Nous n'arrêtons pas de basculer d'un univers onirique et magique, un rêve éveillé qui sied bien à ce décor magique de cette clairière isolée de tout à des entremets à la sauce comico-grotesque façon Commedia del'Arte auto-risée (dans le sens d'auto-moquée) avec tout un pan critique des moeurs de l'époque (statut et droits de la femme, marriages arrangés, indépendance,...) dans un théâtre classico-romantique. Le tout superbement rythmé et sans temps mort. L'entracte permettant à la fois de souffler un peu et d'échanger avec les autres spectateurs autour d'une bonne soupe, de délicieux fromages de la ferme voisine et d'un éventuel deuxième verre de très bon vin, le premier ayant été offert à l'arrivée pour nous récompenser d'avoir trouvé le chemin.

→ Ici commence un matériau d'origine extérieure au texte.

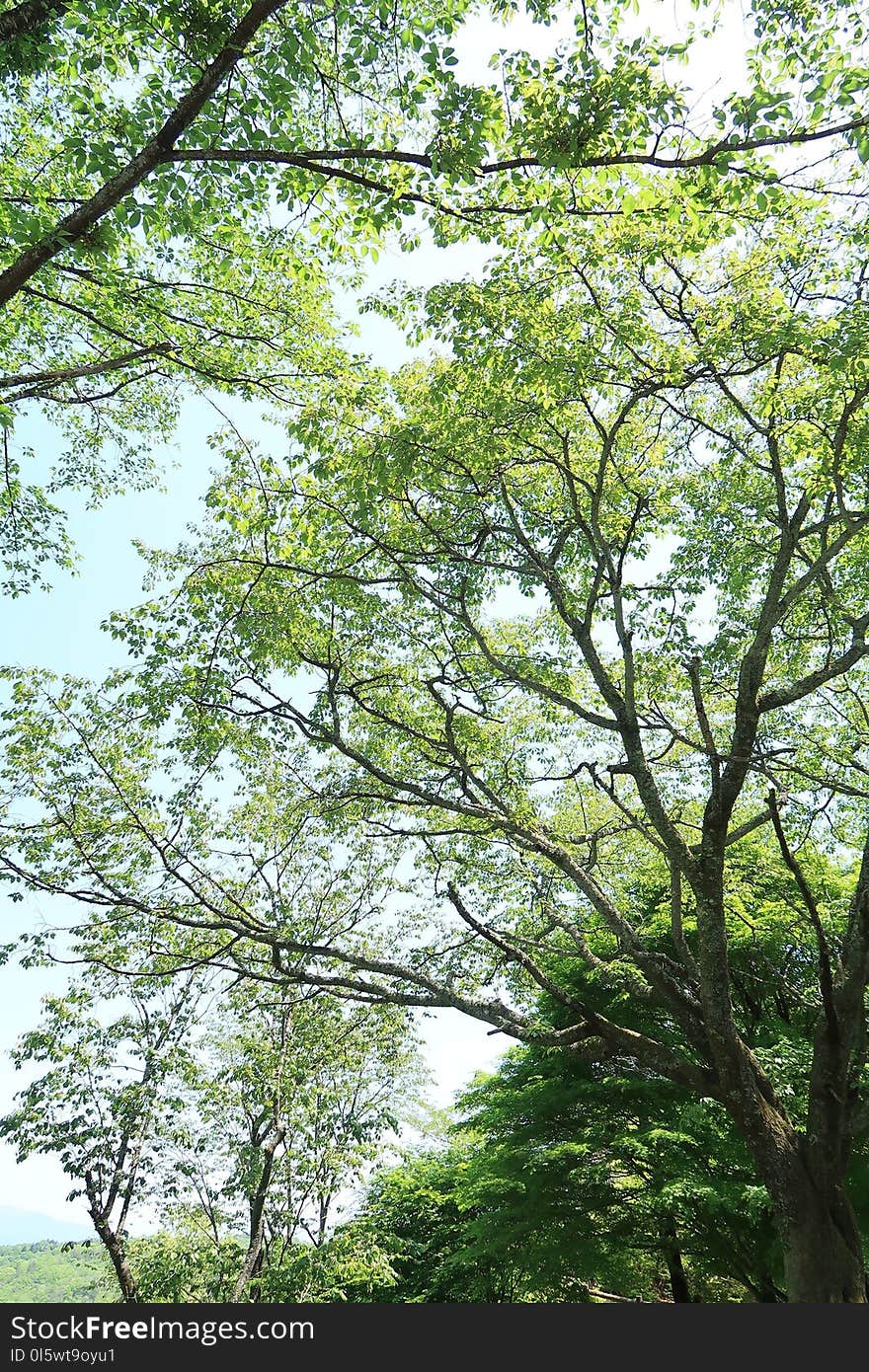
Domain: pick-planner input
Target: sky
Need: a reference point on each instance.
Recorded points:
(60, 630)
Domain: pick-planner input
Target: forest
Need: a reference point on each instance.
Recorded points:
(515, 671)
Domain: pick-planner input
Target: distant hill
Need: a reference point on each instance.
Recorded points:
(29, 1227)
(52, 1272)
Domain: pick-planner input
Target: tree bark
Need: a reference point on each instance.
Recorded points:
(115, 1246)
(672, 1257)
(823, 1250)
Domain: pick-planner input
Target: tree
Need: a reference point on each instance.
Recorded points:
(290, 1102)
(415, 1213)
(605, 609)
(179, 182)
(98, 1106)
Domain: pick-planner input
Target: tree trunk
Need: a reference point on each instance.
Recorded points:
(672, 1256)
(823, 1252)
(115, 1246)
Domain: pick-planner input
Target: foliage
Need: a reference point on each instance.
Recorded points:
(51, 1272)
(537, 668)
(180, 180)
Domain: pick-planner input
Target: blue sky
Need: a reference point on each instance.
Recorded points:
(62, 630)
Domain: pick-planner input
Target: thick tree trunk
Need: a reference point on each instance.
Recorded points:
(823, 1252)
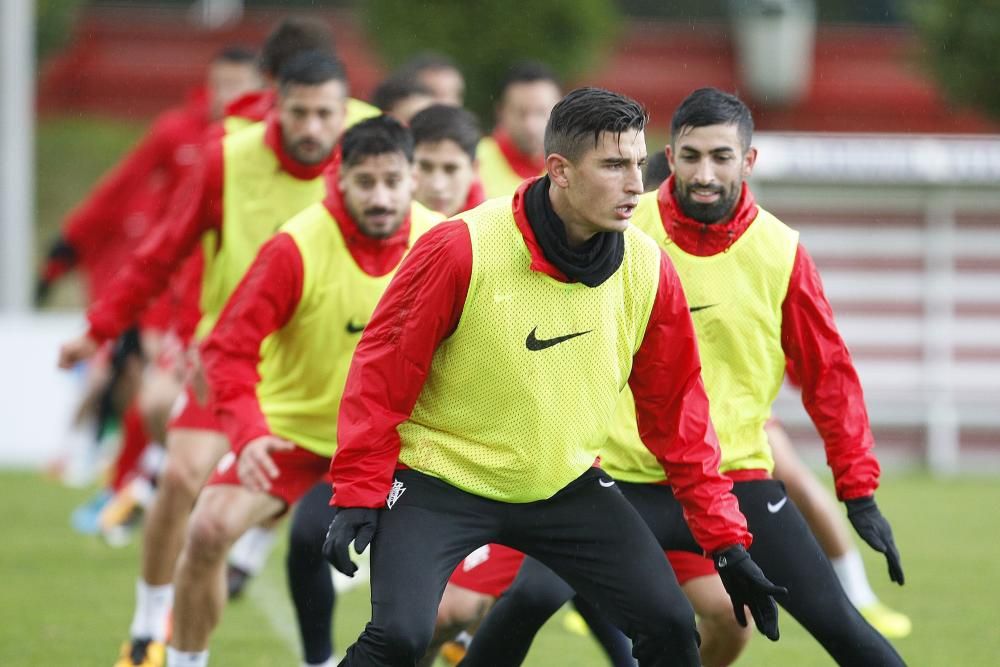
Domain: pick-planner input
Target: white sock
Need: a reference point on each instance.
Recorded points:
(850, 570)
(177, 658)
(250, 552)
(329, 662)
(152, 609)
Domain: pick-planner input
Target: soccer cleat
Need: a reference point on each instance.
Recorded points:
(574, 623)
(142, 653)
(889, 622)
(452, 652)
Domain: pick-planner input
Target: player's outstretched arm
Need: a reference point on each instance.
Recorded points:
(873, 528)
(748, 587)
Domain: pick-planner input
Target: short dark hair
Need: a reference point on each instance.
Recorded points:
(236, 54)
(425, 61)
(292, 36)
(657, 170)
(393, 90)
(311, 68)
(711, 106)
(375, 136)
(584, 114)
(526, 71)
(443, 121)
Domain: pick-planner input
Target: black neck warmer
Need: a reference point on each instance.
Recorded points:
(593, 262)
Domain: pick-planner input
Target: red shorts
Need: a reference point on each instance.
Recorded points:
(489, 570)
(188, 413)
(688, 566)
(299, 469)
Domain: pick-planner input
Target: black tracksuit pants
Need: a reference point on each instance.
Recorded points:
(783, 547)
(582, 533)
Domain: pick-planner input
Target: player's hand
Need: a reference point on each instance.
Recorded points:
(255, 466)
(73, 352)
(747, 586)
(874, 529)
(350, 524)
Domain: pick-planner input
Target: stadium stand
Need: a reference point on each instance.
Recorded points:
(910, 261)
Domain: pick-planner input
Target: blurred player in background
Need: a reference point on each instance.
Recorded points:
(402, 98)
(98, 236)
(514, 151)
(277, 360)
(437, 72)
(248, 183)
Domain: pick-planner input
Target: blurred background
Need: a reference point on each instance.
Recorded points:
(878, 129)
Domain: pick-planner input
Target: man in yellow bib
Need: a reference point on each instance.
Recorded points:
(247, 184)
(278, 357)
(482, 390)
(755, 299)
(515, 150)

Un songe, une nuit, l'été - Guensthal - Compagnie du Matamore - Photo: Robert Becker

Un songe, une nuit, l'été - Guensthal - Compagnie du Matamore - Photo: Robert Becker

Un songe, une nuit, l'été - Guensthal - Compagnie du Matamore - Photo: Robert Becker

Un songe, une nuit, l'été - Guensthal - Compagnie du Matamore - Photo: Robert Becker

Un songe, une nuit, l'été - Guensthal - Compagnie du Matamore - Photo: Robert Becker


La troupe met les bouchées doubles, sinon triple si l'on prend en compte pour Bruno Journée son rôle de père d'Héléna, d'artisan et de lion (bien inoffensif) ou Isabelle Ruiz, à la fois charpentier et Prologue qui en fait trop (il raconte la pièce) mais aussi fée dans le Songe. Bruno Journée, à la fois, fée, truffe le rétameur et Thisbée nous offre un beau et comique (de répétition) suicide d'amour. Sophie Thomann en mur est très crédible et pas du tout décrépie (et pas décrépite). Muriel-Inès Amat nous éclaire de sa lunatique blancheur dans la nuit qui vient de tomber.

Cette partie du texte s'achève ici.